"Not all those who wander are lost"

Archive for May, 2013

LA Eating

dylan

Until he extends the circle of his compassion to all living things, man will not himself find peace.
—Albert Schweitzer, French philosopher, physician, and musician

 

When I first moved LA I fully expected to hate living in such a huge city.  I still can’t say it’s a place I want to move back to, but it’s not all bad.  One of the redeeming factors for me is the great vegan/vegetarian community.
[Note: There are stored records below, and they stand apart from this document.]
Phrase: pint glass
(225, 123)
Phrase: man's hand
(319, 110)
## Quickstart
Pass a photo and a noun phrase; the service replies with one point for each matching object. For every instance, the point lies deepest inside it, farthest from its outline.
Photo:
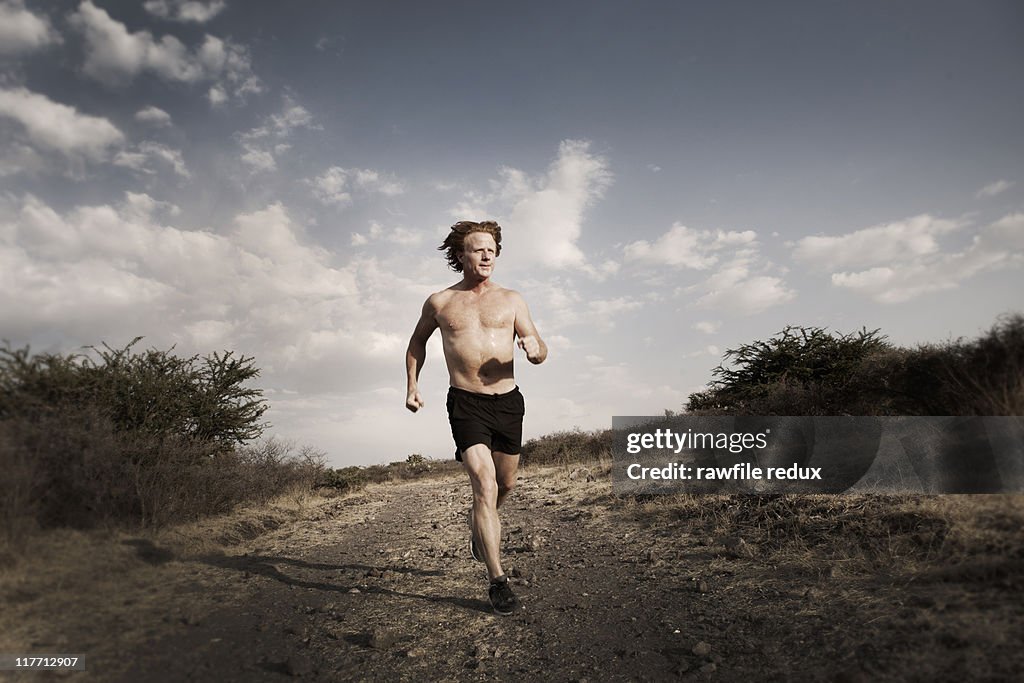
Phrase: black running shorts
(492, 419)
In my week hanging out in LA I had some amazing food.  Veggie Grill donated food and free meal cards to the ADI fundraiser so the meals were ballin’ from the start.  Friday night the volunteers got platters for delicious Kale salad, some kind of chickenless burger, and deadly delicious carrot cake.  From there the weekend of food continued with catered food from Seed Kitchen at the fundraiser, Z Pizza for the volunteers for dinner, and snacking on Spicey Bits or Justins Peanut Butter Cups.

 

Unfortunately I didn’t get a chance to revisit Native Foods, which I loved when I went for opening night while living in LA, but between then weekend of food and great cooking of Amanda and David, I  was loving life and wishing everywhere else in the world had the same variety of vegan options.
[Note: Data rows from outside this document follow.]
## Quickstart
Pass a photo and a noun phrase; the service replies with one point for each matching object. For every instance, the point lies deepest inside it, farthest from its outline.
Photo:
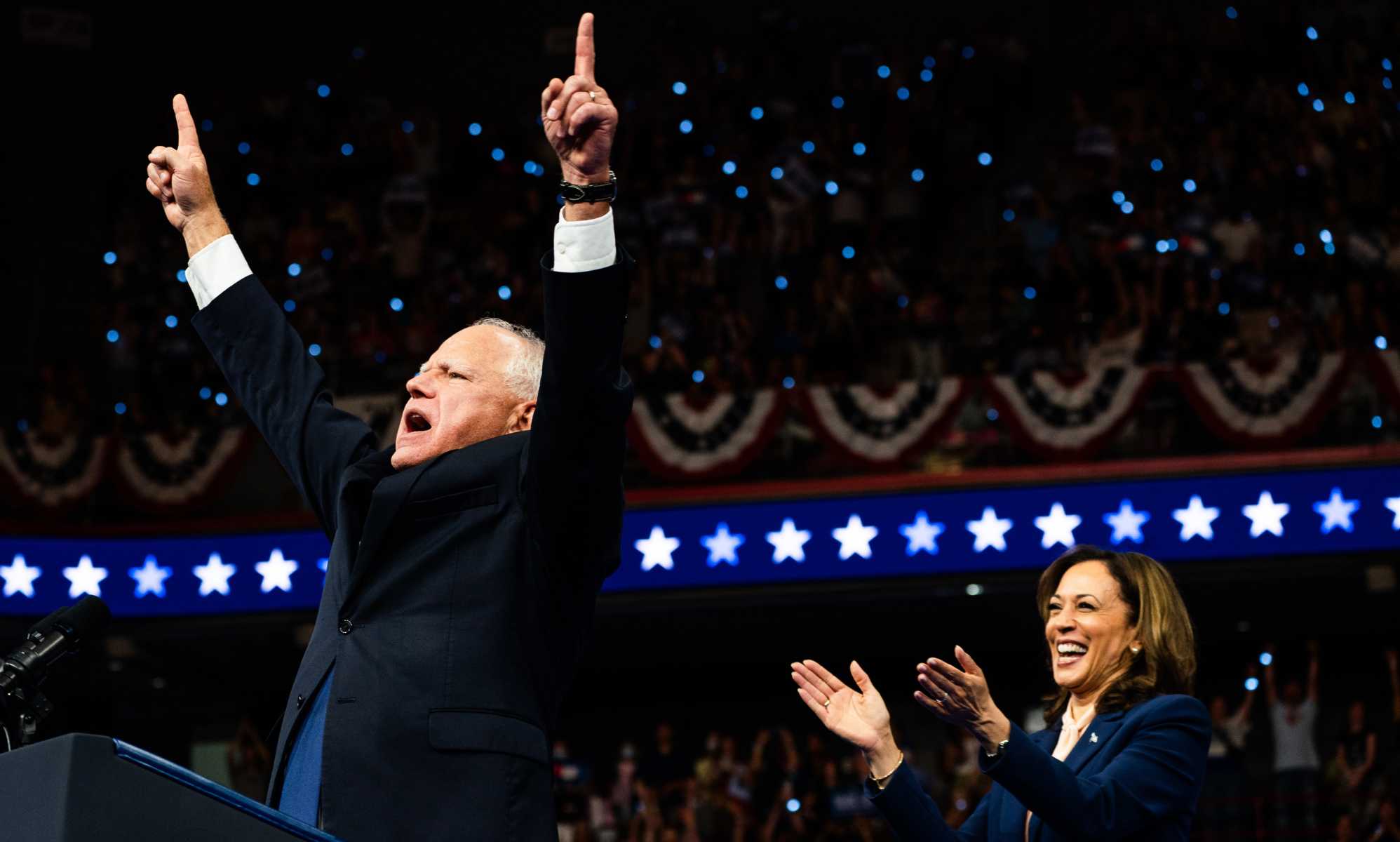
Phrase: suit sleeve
(283, 392)
(573, 467)
(1158, 774)
(915, 817)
So next time you’re in LA, take a break from the traffic, you won’t be moving fast anyway, and stop by one of the great vegan restaurants.

 

These days more people are becoming vegan/vegetarian, but it’s not just a fad.  For all the doubters who say you can’t climb without getting protein from meat, I’d just like to point are some people you might know, listed below, who do just fine without it.  It’s a choice, not a need.  What do you choose?

Steph Davis – Vegan

Alex Honnold – Vegetarian

Jonathan Siegrist – Self described as 99.5% vegetarian

A few other people you might know have stopped eating meat too:  Alec Baldwin, Ellen Degeneres, Steve-O (From Jackass), Ozzy Osbourne, Bill Clinton,  Mike Tyson, Joaquin Phoenix, and Russell Simmons.